Monday, Jun. 04, 1956

Capsules

In a 14-lb., 3,122-page volume rolling off the presses this week, the igth edition of the American Medical Directory (first since 1950), the A.M.A. lists 240,638 physicians in the U.S. and Canada; 46,348 names have been added and 25,397 deleted because of death or retirement. Net gain in the U.S.: 16,784.

Life was far rougher on the nervous system 2,000 years ago than now, said the University of Maryland's Dr. Louis A. M. Krause: "The good old days are today . . . Living with the dread of punishment from any number of gods was much worse than today's problems of how to pay your taxes or buck heavy traffic."

For the first time, alcohol last year killed more Frenchmen than tuberculosis: 17,400 deaths from alcoholism and cirrhosis of the liver, with the rate still going up; 13,300 from TB, with the rate still going down.

Wilhelm Reich, 59, once-famed follower of Sigmund Freud, lately better known for unorthodox sex and energy theories, drew a sentence (suspended) of two years in prison from U.S. District Judge George C. Sweeney in Portland, Me. for violating an injunction by distributing "orgone energy accumulators," touted to heal burns, prevent cancer.

Drugs to lower the blood pressure are being used promiscuously, said Marquette University's Dr. Francis D. Murphy in Postgraduate Medicine. "In some instances . . . the results are detrimental. The ecstasy with which these drugs are reported, sold and used requires considerable modification."

Britain, which has completed only one major hospital since World War II, and has a majority of hospitals over 50 years old, lags far behind Western Europe in facilities for the sick, Liverpool Surgeon James Bagot Oldham complained in a letter to the London Times. Said a colleague: "Our hospitals are like broken-down, back-street pubs compared with modern luxury hotels. The beer is just as good, but that's all you can say in their favor."

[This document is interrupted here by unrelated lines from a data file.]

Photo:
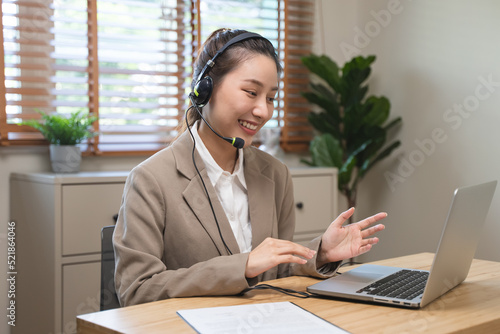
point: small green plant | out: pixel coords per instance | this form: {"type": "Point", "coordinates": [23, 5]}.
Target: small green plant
{"type": "Point", "coordinates": [59, 129]}
{"type": "Point", "coordinates": [351, 126]}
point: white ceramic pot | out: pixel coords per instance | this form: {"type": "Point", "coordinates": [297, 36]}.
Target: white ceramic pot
{"type": "Point", "coordinates": [65, 158]}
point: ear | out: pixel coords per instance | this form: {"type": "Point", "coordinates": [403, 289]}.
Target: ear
{"type": "Point", "coordinates": [202, 91]}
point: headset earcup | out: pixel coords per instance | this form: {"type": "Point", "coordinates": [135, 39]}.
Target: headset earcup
{"type": "Point", "coordinates": [202, 91]}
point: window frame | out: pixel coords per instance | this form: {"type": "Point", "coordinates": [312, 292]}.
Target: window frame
{"type": "Point", "coordinates": [294, 41]}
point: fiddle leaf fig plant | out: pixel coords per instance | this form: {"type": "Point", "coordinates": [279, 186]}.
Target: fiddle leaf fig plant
{"type": "Point", "coordinates": [351, 126]}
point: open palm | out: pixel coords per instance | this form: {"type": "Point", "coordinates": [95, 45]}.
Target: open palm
{"type": "Point", "coordinates": [341, 242]}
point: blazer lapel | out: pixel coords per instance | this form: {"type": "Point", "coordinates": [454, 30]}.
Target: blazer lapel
{"type": "Point", "coordinates": [260, 197]}
{"type": "Point", "coordinates": [195, 196]}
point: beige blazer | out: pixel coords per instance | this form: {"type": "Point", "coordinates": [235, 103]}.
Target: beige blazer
{"type": "Point", "coordinates": [166, 239]}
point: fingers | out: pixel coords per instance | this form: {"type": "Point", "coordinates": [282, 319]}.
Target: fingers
{"type": "Point", "coordinates": [342, 218]}
{"type": "Point", "coordinates": [272, 252]}
{"type": "Point", "coordinates": [372, 230]}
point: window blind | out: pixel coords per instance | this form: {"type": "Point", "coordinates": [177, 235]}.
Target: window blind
{"type": "Point", "coordinates": [129, 62]}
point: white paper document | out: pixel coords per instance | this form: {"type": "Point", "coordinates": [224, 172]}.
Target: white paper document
{"type": "Point", "coordinates": [272, 318]}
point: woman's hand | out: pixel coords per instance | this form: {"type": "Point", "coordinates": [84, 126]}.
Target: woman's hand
{"type": "Point", "coordinates": [272, 252]}
{"type": "Point", "coordinates": [342, 242]}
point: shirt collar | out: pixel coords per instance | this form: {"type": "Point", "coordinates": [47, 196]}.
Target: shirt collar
{"type": "Point", "coordinates": [214, 171]}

Davis Stern, 68, alias "Dr. David Stern," who has practiced medicine in Minnesota off and on since 1919 and claims to have performed 7,000 operations (mostly in state institutions), pleaded guilty to practicing medicine without even a basic science certificate. He at tended medical school at N.Y.U. for only a short time in 1907. With a one-year jail sentence suspended, Stern got permission to leave the state for cancer treatment in Manhattan.